I then change the phone number (because I have a hook that checks for
it) and run the following command from radpwtst.
/usr/local/Radiator-2.18/radpwtst -noacct -user=hamlin -password=XXXX
-auth_port=1645 -acct_port=1646 -calling_station_id 9495551213
-nas_ip_address 127.0.0.1
Notice that now, I have changed it to -noacct since all I want is the
access reply.
Strangely enough, it is accepted! Yet I can see the row in the online
database. I get the following from the logfile on trace 4. This is the
access request after the user is already in the online sql database.
---------logfile output ----------------------------
*** Received from 127.0.0.1 port 46269 ....
Code: Access-Request
Identifier: 17
Authentic: 1234567890123456
Attributes:
User-Name = "hamlin"
Service-Type = Framed-User
NAS-IP-Address = 127.0.0.1
NAS-Port = 1234
Called-Station-Id = "123456789"
Calling-Station-Id = "9491234546"
NAS-Port-Type = Async
User-Password =
"<207><184>f<154><223>5p<246><188>8<9><160><216>}x<153>"
Fri Jan 18 05:39:47 2002: INFO: Checking :hamlin: call-id :9491234546:
Fri Jan 18 05:39:47 2002: INFO: CallIDHook: returned row ---> 'hamlin',
'9095551212'
Fri Jan 18 05:39:47 2002: DEBUG: Check if Handler Service-Type =
Call-Check should be used to handle this request
Fri Jan 18 05:39:47 2002: DEBUG: Check if Handler User-Name = admin
should be used to handle this request
Fri Jan 18 05:39:47 2002: DEBUG: Check if Handler
Request-Type=Accounting-Request should be used to handle this request
Fri Jan 18 05:39:47 2002: DEBUG: Check if Handler should be used to
handle this request
Fri Jan 18 05:39:47 2002: DEBUG: Handling request with Handler ''
Fri Jan 18 05:39:47 2002: DEBUG: Rewrote user name to hamlin
Fri Jan 18 05:39:47 2002: DEBUG: Deleting session for hamlin,
127.0.0.1, 1234 <-----### This seems odd to me
Fri Jan 18 05:39:47 2002: DEBUG: do query is: delete from online where
(nasidentifier='127.0.0.1')&&(nasport='1234')
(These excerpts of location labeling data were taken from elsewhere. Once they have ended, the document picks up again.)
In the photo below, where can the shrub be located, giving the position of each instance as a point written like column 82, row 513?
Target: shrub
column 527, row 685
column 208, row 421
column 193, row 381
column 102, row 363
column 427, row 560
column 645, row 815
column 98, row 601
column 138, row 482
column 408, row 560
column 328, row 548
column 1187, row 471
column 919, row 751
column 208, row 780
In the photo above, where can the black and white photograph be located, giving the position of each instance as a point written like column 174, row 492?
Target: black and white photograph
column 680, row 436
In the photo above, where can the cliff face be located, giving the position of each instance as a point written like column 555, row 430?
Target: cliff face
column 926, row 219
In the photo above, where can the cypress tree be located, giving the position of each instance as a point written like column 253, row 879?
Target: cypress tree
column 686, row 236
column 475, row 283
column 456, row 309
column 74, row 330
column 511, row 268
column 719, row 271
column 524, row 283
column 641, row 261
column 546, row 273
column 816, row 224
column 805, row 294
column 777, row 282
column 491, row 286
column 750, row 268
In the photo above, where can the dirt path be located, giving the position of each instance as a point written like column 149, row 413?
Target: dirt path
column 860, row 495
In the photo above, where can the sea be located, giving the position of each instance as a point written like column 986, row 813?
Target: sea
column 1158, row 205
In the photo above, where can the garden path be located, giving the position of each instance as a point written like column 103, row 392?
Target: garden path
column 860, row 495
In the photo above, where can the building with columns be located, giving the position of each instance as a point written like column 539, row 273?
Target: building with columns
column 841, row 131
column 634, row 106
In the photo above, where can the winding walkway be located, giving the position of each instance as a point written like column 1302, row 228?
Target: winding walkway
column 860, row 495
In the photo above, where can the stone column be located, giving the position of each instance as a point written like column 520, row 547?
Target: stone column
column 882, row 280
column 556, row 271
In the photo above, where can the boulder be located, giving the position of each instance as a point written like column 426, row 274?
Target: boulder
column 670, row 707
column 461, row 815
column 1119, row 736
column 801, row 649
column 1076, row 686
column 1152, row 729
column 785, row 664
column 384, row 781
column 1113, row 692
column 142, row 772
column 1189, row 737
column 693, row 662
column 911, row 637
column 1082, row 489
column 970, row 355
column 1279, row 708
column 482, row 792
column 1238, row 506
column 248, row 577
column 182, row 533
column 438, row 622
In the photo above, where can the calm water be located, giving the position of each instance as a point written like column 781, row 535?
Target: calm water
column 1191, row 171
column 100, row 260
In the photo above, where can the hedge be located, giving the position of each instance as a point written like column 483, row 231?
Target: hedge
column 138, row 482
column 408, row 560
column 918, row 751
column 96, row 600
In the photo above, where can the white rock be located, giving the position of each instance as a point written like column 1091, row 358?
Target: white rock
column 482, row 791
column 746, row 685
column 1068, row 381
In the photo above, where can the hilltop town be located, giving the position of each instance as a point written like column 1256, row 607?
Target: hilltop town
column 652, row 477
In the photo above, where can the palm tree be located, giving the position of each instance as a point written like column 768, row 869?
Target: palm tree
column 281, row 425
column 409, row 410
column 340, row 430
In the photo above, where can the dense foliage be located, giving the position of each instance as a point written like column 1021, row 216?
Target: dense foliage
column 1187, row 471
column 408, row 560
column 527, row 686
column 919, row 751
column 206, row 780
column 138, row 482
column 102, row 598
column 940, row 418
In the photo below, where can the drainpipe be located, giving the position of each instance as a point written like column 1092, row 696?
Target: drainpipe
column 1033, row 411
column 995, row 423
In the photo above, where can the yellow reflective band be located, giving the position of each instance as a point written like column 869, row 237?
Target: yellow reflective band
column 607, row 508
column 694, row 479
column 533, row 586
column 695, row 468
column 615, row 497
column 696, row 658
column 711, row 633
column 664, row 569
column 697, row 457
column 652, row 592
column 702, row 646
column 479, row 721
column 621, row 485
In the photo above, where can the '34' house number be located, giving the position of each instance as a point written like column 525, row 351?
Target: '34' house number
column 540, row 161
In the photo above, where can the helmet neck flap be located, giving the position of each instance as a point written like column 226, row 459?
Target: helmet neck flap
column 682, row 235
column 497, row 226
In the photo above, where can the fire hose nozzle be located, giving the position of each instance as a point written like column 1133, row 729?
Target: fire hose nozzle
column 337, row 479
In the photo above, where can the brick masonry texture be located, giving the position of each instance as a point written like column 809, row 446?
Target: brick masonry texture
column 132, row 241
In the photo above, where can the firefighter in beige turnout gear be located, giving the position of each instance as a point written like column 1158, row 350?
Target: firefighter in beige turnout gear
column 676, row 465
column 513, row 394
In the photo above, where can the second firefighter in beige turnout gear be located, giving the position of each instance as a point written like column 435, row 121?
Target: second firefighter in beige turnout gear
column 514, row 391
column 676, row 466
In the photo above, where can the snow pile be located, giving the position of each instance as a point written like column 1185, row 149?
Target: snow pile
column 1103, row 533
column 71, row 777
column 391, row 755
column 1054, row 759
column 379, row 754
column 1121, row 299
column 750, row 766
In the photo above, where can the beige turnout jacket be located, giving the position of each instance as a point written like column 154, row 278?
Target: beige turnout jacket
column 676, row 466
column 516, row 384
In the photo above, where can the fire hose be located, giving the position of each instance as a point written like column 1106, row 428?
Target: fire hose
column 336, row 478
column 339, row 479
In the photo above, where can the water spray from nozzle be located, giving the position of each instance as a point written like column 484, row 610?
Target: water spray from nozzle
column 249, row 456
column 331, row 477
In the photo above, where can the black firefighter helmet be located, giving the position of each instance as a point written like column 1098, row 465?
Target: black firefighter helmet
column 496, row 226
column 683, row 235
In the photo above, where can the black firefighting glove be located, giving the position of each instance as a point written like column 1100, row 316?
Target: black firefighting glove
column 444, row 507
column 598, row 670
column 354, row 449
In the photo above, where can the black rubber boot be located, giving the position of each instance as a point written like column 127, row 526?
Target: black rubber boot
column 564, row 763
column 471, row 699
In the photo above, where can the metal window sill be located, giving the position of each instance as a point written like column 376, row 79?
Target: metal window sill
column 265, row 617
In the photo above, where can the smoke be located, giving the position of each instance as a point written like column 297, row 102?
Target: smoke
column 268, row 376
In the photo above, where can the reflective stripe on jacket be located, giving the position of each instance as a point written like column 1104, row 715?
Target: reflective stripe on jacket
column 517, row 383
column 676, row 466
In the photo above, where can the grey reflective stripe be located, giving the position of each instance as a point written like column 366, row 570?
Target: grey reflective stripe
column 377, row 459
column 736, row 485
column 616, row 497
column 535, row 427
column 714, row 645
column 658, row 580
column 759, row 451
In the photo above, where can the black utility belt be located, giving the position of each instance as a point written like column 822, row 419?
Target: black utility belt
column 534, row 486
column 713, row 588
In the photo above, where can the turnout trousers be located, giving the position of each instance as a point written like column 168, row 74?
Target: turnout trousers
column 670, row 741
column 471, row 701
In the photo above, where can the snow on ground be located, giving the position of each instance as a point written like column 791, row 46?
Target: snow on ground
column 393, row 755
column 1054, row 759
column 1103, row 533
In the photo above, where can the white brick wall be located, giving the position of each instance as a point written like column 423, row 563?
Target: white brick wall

Fri Jan 18 05:39:47 2002: DEBUG: Handling with Radius::AuthGROUP
Fri Jan 18 05:39:47 2002: DEBUG: Handling with Radius::AuthSQL
Fri Jan 18 05:39:47 2002: DEBUG: Handling with Radius::AuthSQL:
Fri Jan 18 05:39:47 2002: DEBUG: Query is: select check_items,
reply_items, case when (prepay='false') then
if(session_timeout,session_timeout,NULL) when
((prepay='true')&&(ISNULL(session_timeout))) then prepaid_timeleft when
((prepay='true')&&(!(ISNULL(session_timeout)))) then
if(prepaid_timeleft<session_timeout,prepaid_timeleft,session_timeout)
end from users where (username='hamlin' && handler_group='defau')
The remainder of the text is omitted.